Web Search

Low Risk

Search the web for information, news, images, and videos using DuckDuckGo's API.

23 stars👍 0 upvotes0

Editorial assessment

Where Web Search fits

Web Search is currently positioned as a research skill for content, growth, and distribution teams shipping repeatable publishing workflows. Based on the available metadata, the core job to be done is straightforward: search the web for information, news, images, and videos using duckduckgo's api.

The current description adds a practical clue about how the skill behaves in the field: a web search skill that retrieves current information, news articles, images, and videos from across the internet. it uses duckduckgo's search api to return clean, formatted results in text, markdown, or json. ideal for research, fact checking, gathering recent information, and collecting web resources. source: https://clawhub.ai/billyutw/web search version: 1.0.0. Combined with a manual install path, this makes Web Search easier to evaluate than pages that only list a name and external link.

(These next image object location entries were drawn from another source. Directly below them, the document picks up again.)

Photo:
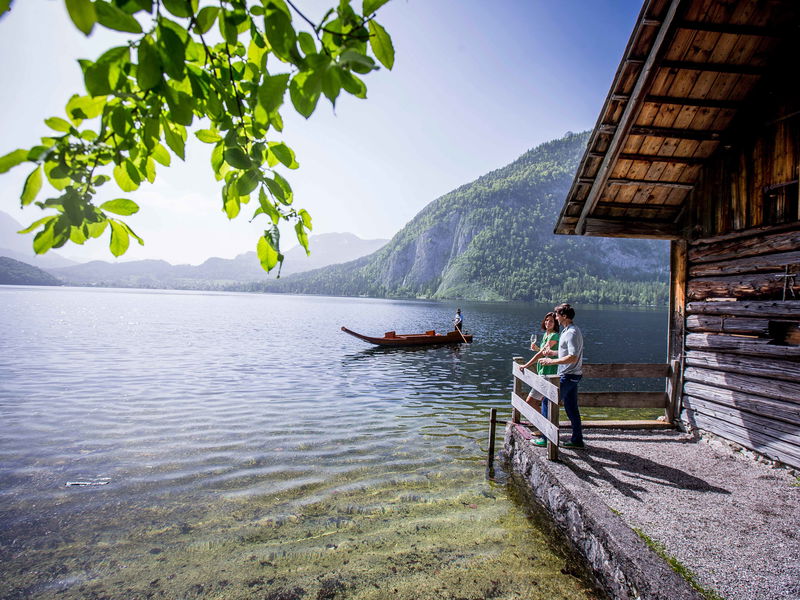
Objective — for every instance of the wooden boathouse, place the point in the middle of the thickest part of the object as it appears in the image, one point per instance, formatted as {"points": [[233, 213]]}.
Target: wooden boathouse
{"points": [[698, 142]]}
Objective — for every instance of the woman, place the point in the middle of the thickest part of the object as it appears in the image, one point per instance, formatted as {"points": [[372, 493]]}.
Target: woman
{"points": [[548, 348]]}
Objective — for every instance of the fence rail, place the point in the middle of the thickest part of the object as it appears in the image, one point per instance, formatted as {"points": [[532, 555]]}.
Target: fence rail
{"points": [[547, 386]]}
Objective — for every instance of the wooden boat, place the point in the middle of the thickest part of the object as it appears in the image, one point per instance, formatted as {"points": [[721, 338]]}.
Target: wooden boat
{"points": [[429, 338]]}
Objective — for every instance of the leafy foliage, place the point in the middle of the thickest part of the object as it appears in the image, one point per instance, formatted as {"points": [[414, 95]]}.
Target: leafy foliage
{"points": [[228, 65], [492, 240]]}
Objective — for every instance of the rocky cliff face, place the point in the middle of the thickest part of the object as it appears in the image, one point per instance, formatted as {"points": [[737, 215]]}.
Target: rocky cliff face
{"points": [[492, 240]]}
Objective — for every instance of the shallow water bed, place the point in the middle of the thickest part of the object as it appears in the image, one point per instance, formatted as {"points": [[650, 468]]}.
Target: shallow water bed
{"points": [[242, 461]]}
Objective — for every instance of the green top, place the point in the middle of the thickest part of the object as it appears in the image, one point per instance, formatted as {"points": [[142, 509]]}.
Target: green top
{"points": [[548, 369]]}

Web Search can usually be trialed quickly, as long as the source and permissions still get reviewed. No explicit permission list is published in the current record, so verify the runtime surface in the source repository before rollout.

Best fit

content, growth, and distribution teams shipping repeatable publishing workflows

Install surface

Ask the maintainer for a verified install path before adoption.

Source signal

Public source link available

Workflow tags

Search, Web, and Duckduckgo

Adoption posture

Install command not documented

Risk review

Can usually be trialed quickly, as long as the source and permissions still get reviewed

Best-fit workflows

Web Search is best evaluated in research environments where search the web for information, news, images, and videos using duckduckgo's api

Shortlist it when your team is actively comparing options for search, web, and duckduckgo workflows

Use a disposable workspace for the first pass so you can confirm the install flow, repository quality, and downstream permissions before broader adoption

About

A web search skill that retrieves current information, news articles, images, and videos from across the internet. It uses DuckDuckGo's search API to return clean, formatted results in text, markdown, or JSON. Ideal for research, fact-checking, gathering recent information, and collecting web resources. Source: https://clawhub.ai/billyutw/web-search Version: 1.0.0

Rollout checklist

Review the source repository at https://clawhub.ai/billyutw/web-search and confirm the README, maintenance activity, and install notes are still current.

Document a reproducible install path before trying to operationalize Web Search across multiple machines or contributors.

Capture the permissions and runtime surface during the first install, because the current record does not yet publish a detailed permission map.

Map Web Search against the rest of your stack in search, web, and duckduckgo workflows so the team knows whether it is a standalone tool or a supporting utility.

FAQ

What does Web Search help with?

Web Search is positioned as a research skill. Based on the current summary and tags, it is most relevant for content, growth, and distribution teams shipping repeatable publishing workflows, especially when the workflow requires search the web for information, news, images, and videos using duckduckgo's api.

How should I evaluate Web Search before using it in production?

Start with the source repository or original documentation, document a reproducible install path, and only move to production after you verify permissions, dependencies, and rollback steps.

Why does this page include editorial guidance instead of only the upstream docs?

ClawList is trying to make each skill page more useful than a bare directory listing. That means surfacing practical signals like the install surface, source link, permissions, workflow fit, and rollout considerations in one place.

Who is the best first user for Web Search?

The best first evaluator is usually the operator or engineer already responsible for research workflows, because they can verify whether Web Search matches the current stack, risk tolerance, and maintenance expectations.